Author: Estévez MD, Vieytes MR, Louzao MC, Alfonso A, Vilariño N, Botana LM.
Journal: Inflamm Res; 1997 Apr; 46(4):119-24. PubMed ID: 9137989.
Abstract:
OBJECTIVE AND DESIGN: We explore the mechanism of the antineoplastic drug vinorelbine activation in its rat mast cell exocytosis. MATERIALS: The study was carried out on mast cells obtained from Sprague-Dawley rats. TREATMENT: Vinorelbine (5-100 micrograms/mL), cholera toxin (200 ng/mL), pertussis toxin (100 ng/mL), benzalkonium chloride (10 micrograms/mL), compound 48/80 (1 microgram/mL), okadaic acid (1 microM), 12-tetradecanoate-acetate (50 ng/ml), perphenazine (1 microgram/ml), theophylline (10 mM), IBMX (1 mM), rolipram (15 microM). METHODS: Histamine release was measured fluorimetrically.
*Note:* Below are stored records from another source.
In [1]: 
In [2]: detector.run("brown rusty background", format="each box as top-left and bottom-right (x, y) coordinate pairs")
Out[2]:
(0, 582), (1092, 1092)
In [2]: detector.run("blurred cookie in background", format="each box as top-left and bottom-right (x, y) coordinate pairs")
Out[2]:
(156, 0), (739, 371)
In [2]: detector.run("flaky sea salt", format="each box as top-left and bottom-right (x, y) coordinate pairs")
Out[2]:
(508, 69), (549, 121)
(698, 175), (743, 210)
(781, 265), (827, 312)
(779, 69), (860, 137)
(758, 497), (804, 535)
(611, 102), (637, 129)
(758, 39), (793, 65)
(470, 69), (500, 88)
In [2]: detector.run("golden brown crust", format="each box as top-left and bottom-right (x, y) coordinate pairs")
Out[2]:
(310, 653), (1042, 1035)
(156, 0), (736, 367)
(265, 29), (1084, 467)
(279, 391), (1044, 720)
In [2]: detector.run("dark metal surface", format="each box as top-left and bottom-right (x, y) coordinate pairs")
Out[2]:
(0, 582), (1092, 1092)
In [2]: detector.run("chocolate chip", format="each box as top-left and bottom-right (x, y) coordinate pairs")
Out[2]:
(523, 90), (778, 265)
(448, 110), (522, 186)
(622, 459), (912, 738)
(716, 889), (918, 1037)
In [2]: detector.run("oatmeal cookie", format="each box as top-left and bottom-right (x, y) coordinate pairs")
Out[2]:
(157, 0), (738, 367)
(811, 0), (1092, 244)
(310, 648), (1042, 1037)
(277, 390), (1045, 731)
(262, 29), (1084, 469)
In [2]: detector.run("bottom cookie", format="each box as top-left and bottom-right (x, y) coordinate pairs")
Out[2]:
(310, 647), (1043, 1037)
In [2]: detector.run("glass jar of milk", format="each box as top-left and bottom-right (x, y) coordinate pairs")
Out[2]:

RESULTS: The drugs that modify G-protein activity, cholera toxin, pertussis toxin or benzalkonium chloride, do not modify the response profile. The exocytosis elicited by compound 48/80 is decreased by Gs or Gi modulation, which suggests that G proteins are not involved in vinorelbine stimulated secretion. The phosphatase inhibitor okadaic acid shows no effect on vinorelbine-stimulated release, nor on the activation or inhibition of protein kinase C with phorbol 12-tetradecanoate-acetate or perphenazine. The unspecific phosphodiesterase inhibitors theophylline and IBMX inhibited histamine release, but not the phosphodiesterase IV inhibitor rolipram. CONCLUSIONS: The overall results show that vinorelbine activates histamine release through a rather selective mechanism that may be mediated by certain phosphodiesterase-dependent transduction pathways.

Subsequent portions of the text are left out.